Ma question est donc : Comment peut-on visualiser toutes les photos Icloud sans que l’IPhone les télécharge automatiquement sur le téléphone ?

Je compte acheter l’IPhone 11, est j’aimerais ne pas devoir attendre 10h que toutes les photos icloud ce télécharge et perdre toute suite une grande capacité de stockage.

Je ne sais pas si je suis assez clair, mais j’espère qu’il existe une solution à ça.

Merci d’avance pour votre retour,

Cordialement.


----------



## hercut (13 Janvier 2020)

N'étant pas très sûr de moi, car certaine fonctionnalités d'iCloud arrive encore a m'échappe, je vais essayé d'apporter un début de réponse en attendant qu'une personne puisse te dire vraiment la bonne solution ou simplement confirmer ce que je dis 

En partant du principe que tu es sur la dernière version ios.
Dans ton iPhone : Réglage / Photos
Tu as l'onglet Photos iCloud, tu le décoches.

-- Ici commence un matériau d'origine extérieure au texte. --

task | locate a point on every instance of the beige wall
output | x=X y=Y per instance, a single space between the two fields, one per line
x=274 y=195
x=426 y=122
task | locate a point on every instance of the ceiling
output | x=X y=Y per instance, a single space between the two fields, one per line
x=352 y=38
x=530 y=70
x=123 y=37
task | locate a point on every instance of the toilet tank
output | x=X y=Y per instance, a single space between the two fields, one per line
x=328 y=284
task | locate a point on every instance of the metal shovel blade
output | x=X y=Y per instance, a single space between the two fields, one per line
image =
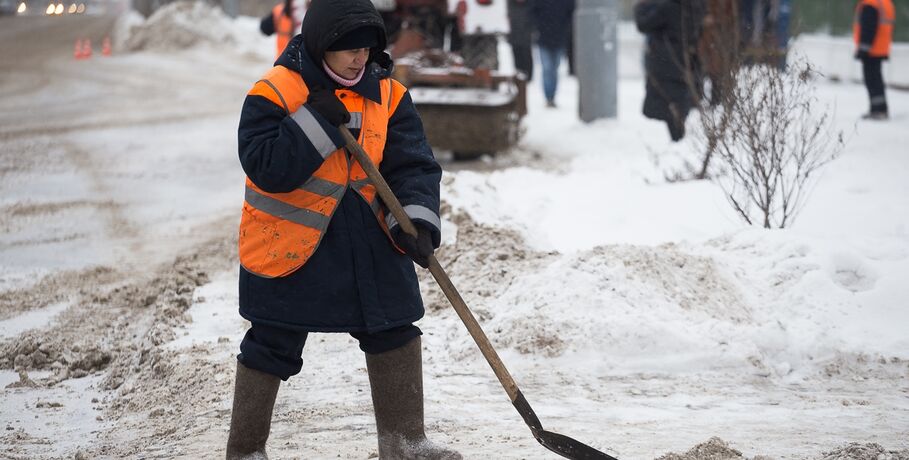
x=558 y=443
x=569 y=448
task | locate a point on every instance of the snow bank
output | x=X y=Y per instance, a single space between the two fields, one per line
x=833 y=57
x=189 y=24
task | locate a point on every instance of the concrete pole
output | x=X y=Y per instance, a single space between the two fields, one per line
x=596 y=50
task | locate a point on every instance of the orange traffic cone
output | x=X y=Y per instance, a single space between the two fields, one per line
x=87 y=49
x=77 y=50
x=105 y=47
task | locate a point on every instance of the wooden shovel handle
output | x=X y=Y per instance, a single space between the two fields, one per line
x=391 y=201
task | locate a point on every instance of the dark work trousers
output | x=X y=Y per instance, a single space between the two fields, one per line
x=523 y=58
x=874 y=82
x=278 y=351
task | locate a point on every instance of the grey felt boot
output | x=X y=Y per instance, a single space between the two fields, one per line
x=250 y=421
x=396 y=379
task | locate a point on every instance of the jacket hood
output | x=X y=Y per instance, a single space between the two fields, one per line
x=297 y=59
x=329 y=20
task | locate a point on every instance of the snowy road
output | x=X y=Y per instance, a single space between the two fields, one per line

Mais la ou est ma limité c'est que je crois qu'en faisant ça tu n'as plus de sauvegarde sur iCloud automatique de tes photos ...
Sauf le flux de photos que tu peux activer, mais les photos sont la que pour un laps de temps.

Pour résumer ce que je crois, c'est que tu n'as pas le choix, soit tu utilises iCloud pour tes photos et tu es obligé d'avoir tout sur ton téléphone, sinon juste le flux ...
Tu as quand même l'option "optimiser le stockage de mon iPhone", qui permet de garder tout avec les originaux sur le cloud et sur ton téléphone des versions en basses qualités, qui est une contrainte pour moi, car les photos ne sont donc pas belles et doivent être téléchargées, donc le jour ou tu es chez les vieux pour montrer les photos du gamin et que tu n’as pas de connexion internet ...

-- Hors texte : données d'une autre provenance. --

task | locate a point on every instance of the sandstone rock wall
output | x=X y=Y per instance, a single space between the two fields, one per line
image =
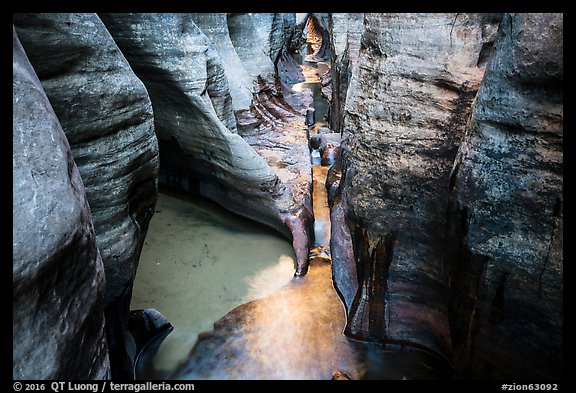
x=506 y=210
x=107 y=116
x=405 y=114
x=345 y=32
x=58 y=275
x=183 y=74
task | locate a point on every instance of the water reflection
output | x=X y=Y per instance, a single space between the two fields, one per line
x=199 y=262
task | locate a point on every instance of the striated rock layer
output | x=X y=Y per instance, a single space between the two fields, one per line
x=57 y=276
x=199 y=147
x=405 y=114
x=346 y=32
x=506 y=210
x=106 y=114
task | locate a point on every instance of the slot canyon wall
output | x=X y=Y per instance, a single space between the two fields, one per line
x=58 y=276
x=106 y=114
x=446 y=205
x=452 y=219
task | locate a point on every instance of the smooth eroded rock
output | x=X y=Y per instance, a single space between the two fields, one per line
x=408 y=99
x=506 y=211
x=57 y=276
x=185 y=78
x=106 y=115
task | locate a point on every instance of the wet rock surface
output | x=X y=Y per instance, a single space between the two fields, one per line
x=506 y=210
x=405 y=113
x=58 y=275
x=193 y=114
x=106 y=115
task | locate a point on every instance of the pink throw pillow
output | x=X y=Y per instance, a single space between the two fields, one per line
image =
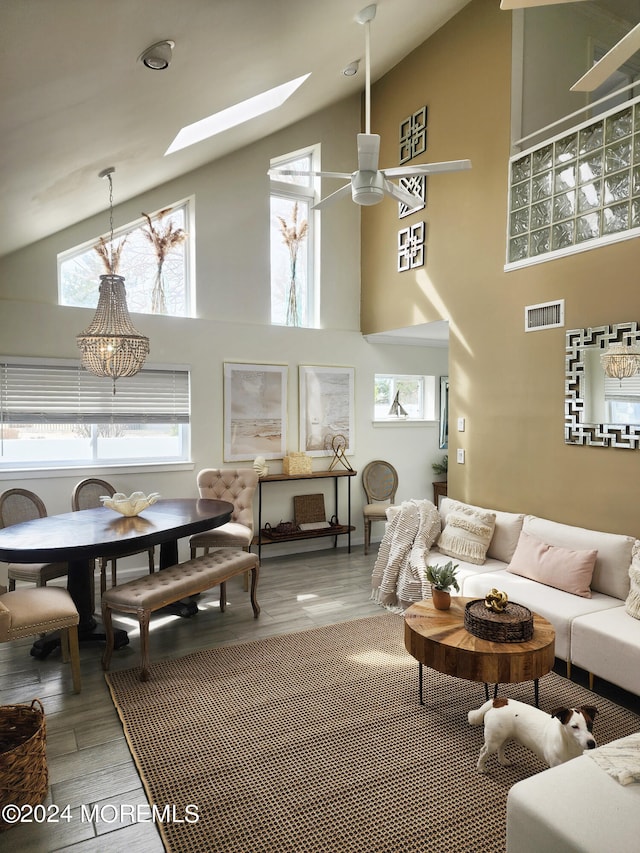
x=562 y=568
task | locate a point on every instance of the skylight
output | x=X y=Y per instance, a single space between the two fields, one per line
x=237 y=114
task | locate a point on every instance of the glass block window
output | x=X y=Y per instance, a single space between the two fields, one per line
x=576 y=191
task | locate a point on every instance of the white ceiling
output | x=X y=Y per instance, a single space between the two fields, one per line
x=74 y=99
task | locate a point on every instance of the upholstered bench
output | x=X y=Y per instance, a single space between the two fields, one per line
x=151 y=592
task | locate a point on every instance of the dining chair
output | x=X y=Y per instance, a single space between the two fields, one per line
x=238 y=486
x=26 y=612
x=86 y=495
x=18 y=505
x=380 y=482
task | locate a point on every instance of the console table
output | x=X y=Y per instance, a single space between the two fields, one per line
x=263 y=538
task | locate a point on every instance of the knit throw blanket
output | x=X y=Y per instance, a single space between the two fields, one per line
x=398 y=574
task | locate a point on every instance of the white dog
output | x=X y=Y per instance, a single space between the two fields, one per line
x=555 y=737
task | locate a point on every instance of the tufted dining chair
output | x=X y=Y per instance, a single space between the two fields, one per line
x=86 y=495
x=380 y=482
x=27 y=612
x=18 y=505
x=238 y=486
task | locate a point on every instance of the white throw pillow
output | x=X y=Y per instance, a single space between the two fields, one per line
x=467 y=534
x=563 y=568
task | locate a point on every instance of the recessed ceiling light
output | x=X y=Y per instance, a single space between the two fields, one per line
x=158 y=56
x=237 y=114
x=352 y=68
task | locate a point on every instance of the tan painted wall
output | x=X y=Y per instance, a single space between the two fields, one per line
x=507 y=384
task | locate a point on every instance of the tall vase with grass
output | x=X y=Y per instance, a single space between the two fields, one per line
x=293 y=234
x=163 y=237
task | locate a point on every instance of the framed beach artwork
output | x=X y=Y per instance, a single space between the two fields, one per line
x=326 y=408
x=255 y=411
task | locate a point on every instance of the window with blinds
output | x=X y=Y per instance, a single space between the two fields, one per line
x=622 y=399
x=54 y=413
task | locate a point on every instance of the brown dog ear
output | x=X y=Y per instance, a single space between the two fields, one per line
x=589 y=710
x=563 y=714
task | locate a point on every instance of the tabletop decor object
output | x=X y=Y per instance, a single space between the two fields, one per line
x=496 y=600
x=513 y=625
x=130 y=505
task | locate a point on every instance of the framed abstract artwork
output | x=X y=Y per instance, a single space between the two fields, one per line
x=255 y=411
x=326 y=409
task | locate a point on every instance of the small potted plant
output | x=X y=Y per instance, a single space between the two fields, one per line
x=442 y=578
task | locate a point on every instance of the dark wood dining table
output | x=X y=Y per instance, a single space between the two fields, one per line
x=78 y=538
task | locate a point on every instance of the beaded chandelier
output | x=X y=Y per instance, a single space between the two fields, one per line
x=111 y=345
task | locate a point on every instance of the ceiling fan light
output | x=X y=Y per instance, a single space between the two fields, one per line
x=157 y=57
x=367 y=188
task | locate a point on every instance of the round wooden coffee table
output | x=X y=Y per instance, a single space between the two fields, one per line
x=438 y=638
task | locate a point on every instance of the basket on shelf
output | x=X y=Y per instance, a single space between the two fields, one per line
x=24 y=776
x=513 y=625
x=296 y=463
x=309 y=512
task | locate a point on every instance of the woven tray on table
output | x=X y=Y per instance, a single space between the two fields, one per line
x=513 y=625
x=24 y=777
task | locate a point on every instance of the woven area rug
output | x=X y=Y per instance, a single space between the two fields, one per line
x=316 y=742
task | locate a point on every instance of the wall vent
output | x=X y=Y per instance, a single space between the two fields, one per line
x=545 y=315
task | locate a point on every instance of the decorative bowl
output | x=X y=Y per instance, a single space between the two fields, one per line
x=132 y=505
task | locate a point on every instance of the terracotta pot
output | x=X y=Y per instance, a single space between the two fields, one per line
x=441 y=599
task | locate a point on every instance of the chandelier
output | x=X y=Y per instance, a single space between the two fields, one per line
x=621 y=361
x=111 y=345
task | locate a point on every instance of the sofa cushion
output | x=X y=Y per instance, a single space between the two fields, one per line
x=606 y=643
x=505 y=534
x=611 y=572
x=562 y=568
x=632 y=604
x=467 y=533
x=559 y=607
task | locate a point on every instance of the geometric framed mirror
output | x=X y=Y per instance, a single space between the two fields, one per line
x=600 y=409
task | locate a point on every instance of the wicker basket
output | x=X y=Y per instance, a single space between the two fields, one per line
x=296 y=463
x=24 y=777
x=308 y=509
x=513 y=625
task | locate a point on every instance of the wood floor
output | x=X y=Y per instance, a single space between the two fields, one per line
x=88 y=758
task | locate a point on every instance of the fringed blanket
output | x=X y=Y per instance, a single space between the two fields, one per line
x=398 y=574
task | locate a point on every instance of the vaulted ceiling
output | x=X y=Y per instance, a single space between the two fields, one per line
x=75 y=99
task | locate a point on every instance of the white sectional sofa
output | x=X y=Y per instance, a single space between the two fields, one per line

Pour palier à ce souci, j'utilise un autre cloud, qui stocke toutes mes photos, ce qui m'évite de me poser la question des photos supprimée sur l'iPhone et les contraintes d'icloud.


----------



## ericse (13 Janvier 2020)

iCloud est un outil de synchronisation entre iDevices, c’est son job de mettre le maximum de photos sur ton téléphone


----------



## Membre supprimé 1154905 (15 Janvier 2020)

Bonsoir,

Dans les réglages d’iCloud sur iPhone, à la rubrique Photos, tu as la possibilité de laisser les photos dans iCloud tout en téléchargeant des vignettes de celles-ci sur l’iPhone (optimiser le stockage). 
Il faut garder à l’esprit tout de même que, dès lors qu’une photo est ouverte sur l’iPhone, l’appareil est contraint de la télécharger. Pour conserver du stockage sur ton appareil, il ne faut donc pas ouvrir les photos inutilement.
Par ailleurs, si ton stockage vient à manquer, IOS va automatiquement supprimer les photos de l’appareil tout en laissant celles-ci dans iCloud. Elle seront visible à nouveau sous format vignette.

Avec l’option d’optimisation et sur un nouvel appareil, IOS va télécharger une quantité limitée de photos, je dirais entre 5 et 10% du stockage total des photos. Je ne sais pas, en revanche, si cela dépend de l’espace disponible de l’iPhone ou une règle appliquée par IOS.


----------